2. Highlight soft skills – Communication, leadership and interpersonal skills are very important to employers today and should be highlighted in a CV. Substantiate soft skills with examples of how they have applied in the work experience section of your resume.
3. Be precise – Tailor your resume to each role you apply for, in particular noting the experience and/or technical skills you have that satisfy the job criteria.
4. Eliminate unrelated skills – Avoid adding a laundry list of skills, which may be irrelevant or outdated to your CV. By focusing on the skills that are relevant to the role, candidates maximise the response of hiring managers.
5. Do you research – A quick google search will give you enough background on the interviewer which could serve as a great way to break the ice.
Job interview tips – dos and don’ts
• Dress to impress. Make sure your clothes are clean, ironed and presentable.
• Make eye contact, and begin with a strong handshake. This will signal your confidence when you meet your interviewer for the first time.
• Sit still, with your feet firmly on the ground. This will help you maintain your posture and avoid fidgeting.
• Remember your CV details. In particular the experience most relevant to the role you're interviewing for.
• Make a note of your questions. Bring a note-pad if you feel you might forget important points.
• Remember: it's just as important for the interviewer to sell the benefits of working at their business, as it is for you to impress your next potential employer.
• Turn up late to the interview. If for some reason on the day it's unavoidable, call ahead to let your interviewer know your expected time of arrival.
• Dress sloppily or inappropriately. Not sure what to wear? Read our guidelines.
• Smoke before your interview. Whilst a quick cigarette might seem like a good idea to calm your nerves, the smell will be noticeable and unpleasant for your interviewer.
• Volunteer your weaknesses. Whilst honesty is always the best policy, there is no need to volunteer your shortfalls unless asked directly.

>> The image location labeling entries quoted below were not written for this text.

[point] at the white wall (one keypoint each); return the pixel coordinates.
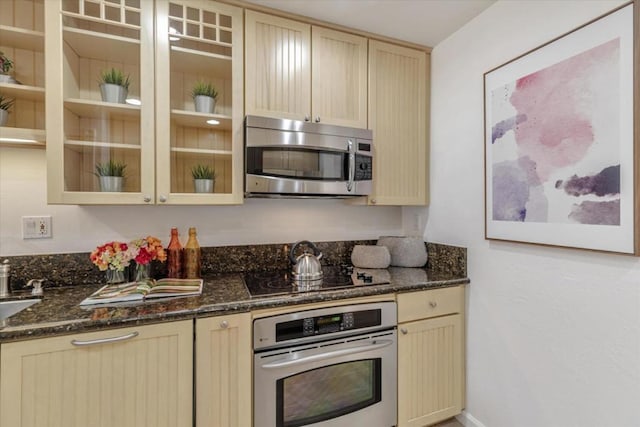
(82, 228)
(553, 336)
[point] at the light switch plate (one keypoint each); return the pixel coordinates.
(36, 227)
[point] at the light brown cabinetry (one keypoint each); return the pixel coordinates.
(430, 356)
(22, 41)
(164, 47)
(303, 72)
(223, 371)
(398, 116)
(132, 377)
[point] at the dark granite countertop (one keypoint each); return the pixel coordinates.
(59, 312)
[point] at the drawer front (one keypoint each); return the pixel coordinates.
(431, 303)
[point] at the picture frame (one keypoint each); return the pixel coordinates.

• Criticise your current or previous employer. Doing so could give your interviewer the impression you're difficult to work with.
About the research
The annual study is developed by Robert Half and conducted in April 2016 by an independent research firm, surveying 100 Australian HR managers. This survey is part of the international workplace survey, a questionnaire about job trends, talent management and trends in the workplace.